One foot in, one foot out.
Or in the case of injured Baron Davis, it was more like one knee in, one knee out.
The Clippers decided they had had enough of that delicate tap dance and put something of a timeline on the process.
"We're going to give him a couple of weeks to get right and see where he is after that," Del Negro said. "You know, his knee has been bothering him and we've got to get him right.
"Nothing major.

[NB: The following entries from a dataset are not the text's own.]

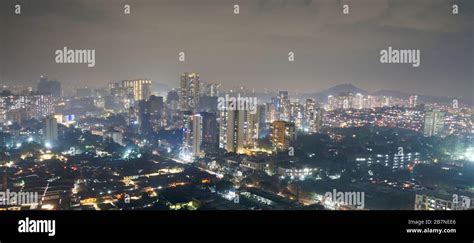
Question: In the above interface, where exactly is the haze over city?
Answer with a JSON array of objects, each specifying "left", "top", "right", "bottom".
[{"left": 0, "top": 0, "right": 473, "bottom": 99}]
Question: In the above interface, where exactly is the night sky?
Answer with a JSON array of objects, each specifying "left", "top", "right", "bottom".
[{"left": 0, "top": 0, "right": 474, "bottom": 99}]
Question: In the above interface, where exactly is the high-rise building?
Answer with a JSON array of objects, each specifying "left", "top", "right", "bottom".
[
  {"left": 199, "top": 96, "right": 218, "bottom": 114},
  {"left": 423, "top": 109, "right": 445, "bottom": 137},
  {"left": 179, "top": 73, "right": 201, "bottom": 111},
  {"left": 29, "top": 94, "right": 54, "bottom": 119},
  {"left": 219, "top": 109, "right": 246, "bottom": 153},
  {"left": 109, "top": 82, "right": 134, "bottom": 112},
  {"left": 122, "top": 79, "right": 151, "bottom": 101},
  {"left": 277, "top": 91, "right": 291, "bottom": 121},
  {"left": 199, "top": 112, "right": 219, "bottom": 153},
  {"left": 166, "top": 90, "right": 179, "bottom": 110},
  {"left": 181, "top": 112, "right": 203, "bottom": 160},
  {"left": 38, "top": 76, "right": 62, "bottom": 98},
  {"left": 270, "top": 121, "right": 296, "bottom": 151},
  {"left": 353, "top": 93, "right": 364, "bottom": 110},
  {"left": 257, "top": 104, "right": 268, "bottom": 138},
  {"left": 409, "top": 95, "right": 418, "bottom": 108},
  {"left": 43, "top": 116, "right": 58, "bottom": 146}
]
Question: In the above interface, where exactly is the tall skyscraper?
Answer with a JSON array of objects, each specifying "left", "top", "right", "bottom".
[
  {"left": 179, "top": 73, "right": 201, "bottom": 111},
  {"left": 181, "top": 112, "right": 203, "bottom": 160},
  {"left": 219, "top": 110, "right": 246, "bottom": 153},
  {"left": 409, "top": 95, "right": 418, "bottom": 108},
  {"left": 277, "top": 91, "right": 291, "bottom": 121},
  {"left": 423, "top": 109, "right": 445, "bottom": 137},
  {"left": 122, "top": 79, "right": 151, "bottom": 101},
  {"left": 43, "top": 116, "right": 58, "bottom": 146},
  {"left": 166, "top": 90, "right": 179, "bottom": 110},
  {"left": 38, "top": 76, "right": 62, "bottom": 98},
  {"left": 270, "top": 121, "right": 296, "bottom": 151}
]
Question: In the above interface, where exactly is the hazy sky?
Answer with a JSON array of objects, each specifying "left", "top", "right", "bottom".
[{"left": 0, "top": 0, "right": 474, "bottom": 98}]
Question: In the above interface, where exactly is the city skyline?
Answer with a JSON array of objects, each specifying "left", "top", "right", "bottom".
[{"left": 0, "top": 1, "right": 473, "bottom": 100}]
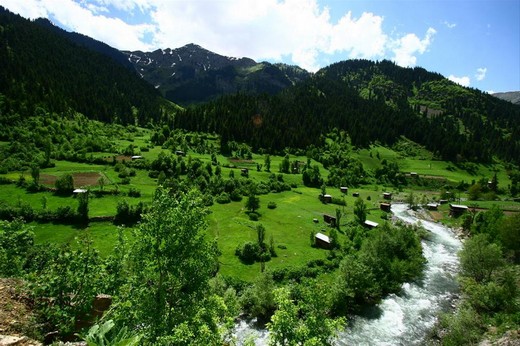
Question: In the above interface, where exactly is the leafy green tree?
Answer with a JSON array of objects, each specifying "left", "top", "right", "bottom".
[
  {"left": 459, "top": 234, "right": 503, "bottom": 283},
  {"left": 78, "top": 191, "right": 89, "bottom": 223},
  {"left": 264, "top": 154, "right": 271, "bottom": 172},
  {"left": 246, "top": 193, "right": 260, "bottom": 212},
  {"left": 354, "top": 197, "right": 367, "bottom": 224},
  {"left": 0, "top": 219, "right": 34, "bottom": 277},
  {"left": 118, "top": 189, "right": 222, "bottom": 345},
  {"left": 267, "top": 281, "right": 345, "bottom": 346}
]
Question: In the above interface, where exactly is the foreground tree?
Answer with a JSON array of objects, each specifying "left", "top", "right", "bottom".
[{"left": 117, "top": 189, "right": 226, "bottom": 345}]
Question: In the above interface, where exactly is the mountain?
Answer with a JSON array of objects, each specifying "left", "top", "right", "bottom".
[
  {"left": 124, "top": 44, "right": 310, "bottom": 105},
  {"left": 492, "top": 91, "right": 520, "bottom": 106},
  {"left": 0, "top": 7, "right": 167, "bottom": 125},
  {"left": 175, "top": 60, "right": 520, "bottom": 163},
  {"left": 34, "top": 18, "right": 134, "bottom": 70}
]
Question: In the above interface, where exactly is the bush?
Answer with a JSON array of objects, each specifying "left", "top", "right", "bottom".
[
  {"left": 128, "top": 187, "right": 141, "bottom": 197},
  {"left": 217, "top": 192, "right": 231, "bottom": 204}
]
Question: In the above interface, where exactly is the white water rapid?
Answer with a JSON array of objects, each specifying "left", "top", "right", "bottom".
[{"left": 234, "top": 204, "right": 462, "bottom": 346}]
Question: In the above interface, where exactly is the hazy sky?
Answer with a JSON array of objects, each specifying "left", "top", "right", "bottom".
[{"left": 0, "top": 0, "right": 520, "bottom": 92}]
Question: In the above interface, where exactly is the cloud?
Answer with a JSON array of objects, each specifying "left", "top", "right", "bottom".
[
  {"left": 442, "top": 20, "right": 457, "bottom": 29},
  {"left": 393, "top": 28, "right": 436, "bottom": 66},
  {"left": 475, "top": 67, "right": 487, "bottom": 81},
  {"left": 448, "top": 74, "right": 471, "bottom": 87},
  {"left": 0, "top": 0, "right": 436, "bottom": 71}
]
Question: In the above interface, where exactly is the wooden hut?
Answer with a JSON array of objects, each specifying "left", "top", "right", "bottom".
[
  {"left": 450, "top": 204, "right": 468, "bottom": 217},
  {"left": 314, "top": 233, "right": 331, "bottom": 249},
  {"left": 379, "top": 203, "right": 392, "bottom": 211},
  {"left": 426, "top": 203, "right": 439, "bottom": 210},
  {"left": 323, "top": 214, "right": 336, "bottom": 227}
]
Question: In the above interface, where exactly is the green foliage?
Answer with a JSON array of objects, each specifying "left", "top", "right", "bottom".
[
  {"left": 54, "top": 174, "right": 74, "bottom": 195},
  {"left": 0, "top": 219, "right": 34, "bottom": 277},
  {"left": 112, "top": 189, "right": 222, "bottom": 344},
  {"left": 267, "top": 281, "right": 345, "bottom": 345},
  {"left": 29, "top": 239, "right": 103, "bottom": 336},
  {"left": 354, "top": 197, "right": 367, "bottom": 225},
  {"left": 80, "top": 320, "right": 142, "bottom": 346},
  {"left": 459, "top": 234, "right": 503, "bottom": 283}
]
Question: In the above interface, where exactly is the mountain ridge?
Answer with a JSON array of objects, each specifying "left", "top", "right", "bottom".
[{"left": 123, "top": 43, "right": 311, "bottom": 106}]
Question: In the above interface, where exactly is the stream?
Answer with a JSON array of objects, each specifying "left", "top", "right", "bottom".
[{"left": 234, "top": 204, "right": 462, "bottom": 346}]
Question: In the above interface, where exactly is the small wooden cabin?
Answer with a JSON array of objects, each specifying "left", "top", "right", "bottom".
[
  {"left": 314, "top": 233, "right": 331, "bottom": 249},
  {"left": 450, "top": 204, "right": 468, "bottom": 216},
  {"left": 379, "top": 203, "right": 392, "bottom": 211},
  {"left": 321, "top": 195, "right": 332, "bottom": 203},
  {"left": 426, "top": 203, "right": 439, "bottom": 210},
  {"left": 323, "top": 214, "right": 336, "bottom": 227}
]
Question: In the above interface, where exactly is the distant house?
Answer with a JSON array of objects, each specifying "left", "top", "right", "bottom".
[
  {"left": 426, "top": 203, "right": 439, "bottom": 210},
  {"left": 363, "top": 220, "right": 379, "bottom": 228},
  {"left": 314, "top": 233, "right": 331, "bottom": 249},
  {"left": 450, "top": 204, "right": 468, "bottom": 216},
  {"left": 379, "top": 203, "right": 392, "bottom": 211},
  {"left": 323, "top": 214, "right": 336, "bottom": 227}
]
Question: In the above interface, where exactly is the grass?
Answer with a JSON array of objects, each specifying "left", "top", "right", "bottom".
[
  {"left": 0, "top": 131, "right": 520, "bottom": 281},
  {"left": 30, "top": 222, "right": 132, "bottom": 257}
]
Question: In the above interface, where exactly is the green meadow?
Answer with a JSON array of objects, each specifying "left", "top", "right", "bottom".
[{"left": 0, "top": 130, "right": 520, "bottom": 281}]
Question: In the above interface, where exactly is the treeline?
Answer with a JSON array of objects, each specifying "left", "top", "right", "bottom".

But it's a long season and we need him to play at a level where he can really help us."
Davis returned Tuesday at New Orleans, playing limited minutes, about 10 in all, and said the knee did not feel great afterward. The next day he said there was more swelling.
Del Negro said during the team's recent trip that Davis had an MRI exam of the knee, on Monday, and there was nothing alarming to report.
Apparently, the setback in New Orleans paved the way for the decision.
"Playing 15 minutes or playing 10, coming in and missing games and coming out and everything else, it's just … it's not good for him and it's not good for the team," Del Negro said.
"We just decided it's better for him to get his therapy, his conditioning, everything he needs and then reevaluate. In two weeks he should be ready to go. That's the plan."
It seemed as though veteran Tracy McGrady spent the entire summer touring the NBA, looking for a new home. He worked out for the Clippers and the Chicago Bulls, among other teams, before landing in Detroit.
Del Negro was on hand for McGrady's workout session with the Clippers.
"He's been a very good player in this league for a long time," Del Negro said before the game. "But it's unfortunate where his health is at. … In watching him, he still knows how to play, so he can have an effect on a game because he's a good passer."
McGrady, coming off the bench, was two for two for five points against the Clippers in the first half.